Носила она почти всегда белый капот, кругленький батистовый чепчик, с такими же завязками, из которых сооружался огромный бант напереди; домашнюю турецкую шаль, с мелкими пальмами, в гостях желтую турецкую шаль с крупными пальмами. После обеда она усаживалась на канапе, подогнув под себя ноги, пододвигала старинный столик из разноцветного дерева, с медной решеткой кругом, округленный с боков и вырезанный полукругом напереди, и до самого чая раскладывала grand’patience. Иногда вечером угощала она нас доморощенными музыкантами и певцами: я очень помню одну из певиц - Аксюшу; как нравилась она мне, когда, жеманясь и поднимая глаза к потолку, беспрестанно поворачивала головой, точно фарфоровый мандарин; по моему понятию (конечно, тогдашнему), она с особенным чувством певала: "Среди долины ровные", так что я бывало расплачусь, просто разревусь, и этим скандалом оканчивался домашний концерт. По самым торжественным дням в семействе, в большом зале с колоннами и хорами, устраивались театры; актерами были те асе певцы и певицы, музыканты тоже зачастую перебегали из оркестра на сцену, переменяя, по обстоятельствам, смычек на шпагу или на палку.

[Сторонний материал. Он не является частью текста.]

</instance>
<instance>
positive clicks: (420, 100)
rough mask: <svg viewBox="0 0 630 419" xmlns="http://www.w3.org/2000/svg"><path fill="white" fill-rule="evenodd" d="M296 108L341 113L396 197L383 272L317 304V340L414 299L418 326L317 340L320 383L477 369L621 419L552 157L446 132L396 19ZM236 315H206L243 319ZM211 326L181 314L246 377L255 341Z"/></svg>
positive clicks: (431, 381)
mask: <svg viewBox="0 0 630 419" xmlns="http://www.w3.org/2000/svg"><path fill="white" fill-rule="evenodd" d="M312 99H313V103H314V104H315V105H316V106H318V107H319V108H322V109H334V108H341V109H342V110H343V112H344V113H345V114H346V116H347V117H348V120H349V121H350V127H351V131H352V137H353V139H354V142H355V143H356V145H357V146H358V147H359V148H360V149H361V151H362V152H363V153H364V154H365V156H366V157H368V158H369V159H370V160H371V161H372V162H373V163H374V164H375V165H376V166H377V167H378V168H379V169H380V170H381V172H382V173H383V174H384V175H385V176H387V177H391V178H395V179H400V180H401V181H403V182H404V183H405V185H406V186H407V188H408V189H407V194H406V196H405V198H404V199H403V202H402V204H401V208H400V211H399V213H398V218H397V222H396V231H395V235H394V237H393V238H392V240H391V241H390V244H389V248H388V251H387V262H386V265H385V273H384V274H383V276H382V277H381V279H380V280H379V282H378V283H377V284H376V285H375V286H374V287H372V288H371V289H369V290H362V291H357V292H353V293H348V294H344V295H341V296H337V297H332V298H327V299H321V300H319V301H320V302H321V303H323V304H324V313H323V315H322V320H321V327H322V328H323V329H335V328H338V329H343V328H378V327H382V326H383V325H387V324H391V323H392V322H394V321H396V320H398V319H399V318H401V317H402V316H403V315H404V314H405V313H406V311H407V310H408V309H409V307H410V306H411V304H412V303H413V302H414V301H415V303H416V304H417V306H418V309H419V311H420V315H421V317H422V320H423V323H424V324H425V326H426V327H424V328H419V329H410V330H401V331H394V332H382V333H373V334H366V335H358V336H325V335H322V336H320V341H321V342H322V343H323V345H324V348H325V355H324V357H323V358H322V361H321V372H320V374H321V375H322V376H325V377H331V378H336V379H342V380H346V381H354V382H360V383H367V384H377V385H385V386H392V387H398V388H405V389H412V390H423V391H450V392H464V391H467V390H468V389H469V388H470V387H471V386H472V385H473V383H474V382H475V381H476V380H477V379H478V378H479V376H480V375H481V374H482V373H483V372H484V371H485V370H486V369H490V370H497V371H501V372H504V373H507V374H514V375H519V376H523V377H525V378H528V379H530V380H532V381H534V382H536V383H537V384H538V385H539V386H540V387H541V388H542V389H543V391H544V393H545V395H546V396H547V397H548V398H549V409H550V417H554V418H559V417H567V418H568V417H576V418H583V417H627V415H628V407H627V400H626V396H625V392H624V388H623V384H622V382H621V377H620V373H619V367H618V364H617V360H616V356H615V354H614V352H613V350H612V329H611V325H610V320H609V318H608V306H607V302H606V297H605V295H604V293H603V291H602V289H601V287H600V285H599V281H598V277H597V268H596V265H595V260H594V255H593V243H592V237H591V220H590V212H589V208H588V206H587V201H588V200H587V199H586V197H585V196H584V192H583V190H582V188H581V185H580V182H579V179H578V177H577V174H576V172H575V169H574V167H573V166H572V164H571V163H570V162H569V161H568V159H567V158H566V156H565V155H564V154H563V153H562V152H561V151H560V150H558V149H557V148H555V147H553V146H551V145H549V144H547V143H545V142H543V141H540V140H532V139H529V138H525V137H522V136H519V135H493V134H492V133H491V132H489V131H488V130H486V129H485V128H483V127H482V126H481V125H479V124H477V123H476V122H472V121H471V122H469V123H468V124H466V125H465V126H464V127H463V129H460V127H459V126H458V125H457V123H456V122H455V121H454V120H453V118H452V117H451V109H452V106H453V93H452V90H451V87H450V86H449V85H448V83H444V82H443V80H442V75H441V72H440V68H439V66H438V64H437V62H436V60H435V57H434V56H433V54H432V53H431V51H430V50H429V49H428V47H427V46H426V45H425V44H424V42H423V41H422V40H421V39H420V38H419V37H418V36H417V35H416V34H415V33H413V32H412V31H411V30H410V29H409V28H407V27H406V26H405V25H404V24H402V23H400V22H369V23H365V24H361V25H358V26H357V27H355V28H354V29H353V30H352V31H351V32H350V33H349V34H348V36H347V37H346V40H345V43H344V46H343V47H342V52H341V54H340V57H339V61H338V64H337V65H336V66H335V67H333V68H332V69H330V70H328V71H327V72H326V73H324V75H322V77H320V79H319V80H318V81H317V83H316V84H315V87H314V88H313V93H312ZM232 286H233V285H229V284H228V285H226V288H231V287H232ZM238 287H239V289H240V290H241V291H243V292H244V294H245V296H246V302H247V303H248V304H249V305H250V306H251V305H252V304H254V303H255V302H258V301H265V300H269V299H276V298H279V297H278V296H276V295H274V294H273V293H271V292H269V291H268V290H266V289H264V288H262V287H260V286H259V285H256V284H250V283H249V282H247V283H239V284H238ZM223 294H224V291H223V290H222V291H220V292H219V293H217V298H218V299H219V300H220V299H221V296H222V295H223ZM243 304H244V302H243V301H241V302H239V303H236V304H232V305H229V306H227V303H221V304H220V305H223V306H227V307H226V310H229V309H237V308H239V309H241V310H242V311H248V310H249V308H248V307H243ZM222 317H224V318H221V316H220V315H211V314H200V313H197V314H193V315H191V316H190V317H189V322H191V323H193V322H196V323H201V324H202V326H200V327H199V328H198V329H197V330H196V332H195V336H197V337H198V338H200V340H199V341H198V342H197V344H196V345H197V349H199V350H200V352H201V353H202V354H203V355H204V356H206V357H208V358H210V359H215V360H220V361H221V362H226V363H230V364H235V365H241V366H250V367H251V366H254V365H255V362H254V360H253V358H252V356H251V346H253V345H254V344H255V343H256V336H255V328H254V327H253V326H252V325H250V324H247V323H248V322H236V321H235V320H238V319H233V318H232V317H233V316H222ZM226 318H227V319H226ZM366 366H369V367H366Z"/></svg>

Покойный муж бабушки ввел в ее дом все эти полубоярские затеи, а бабушка, несмотря на свою скупость, продолжала начатое им, в память ли о нем, или скорее для того, чтобы не совсем забыть его, - не знаю; а слыхала только, что бабушка с ним была очень несчастлива и была рада-радехонька, что избавилась от него. Да уж так ведется в свете, - живому противоречат, а умри только, все выполнят по его желанию, и всякого умершего готовы внести в список святых.

В спальной у бабушки по стенам были развешаны портреты всех возможных князей Долгоруких и князей Ромодановских. Более всех памятны мне черты и одежды Кесаря Ромодановского и князя Якова Долгорукого в напудренных париках и бархатных кафтанах; да еще какой то князь Долгорукий, бледный и худой, в монашеской одежде, - вид его наводил на меня ужас и я всегда старалась усесться спиной к нему. Бабушка любила толковать о своих предках, об их роскошном житье, об их славе, богатстве, о милостях к ним наших царей и императоров, так что эти рассказы мало-по-малу вселили во мне такую живую страсть к ним, или лучше сказать к их титулу и их знатности, что первое мое горе было то, зачем я не княжна; бабушку очень радовала моя благородная гордость, так величала она мою непростительную глупость.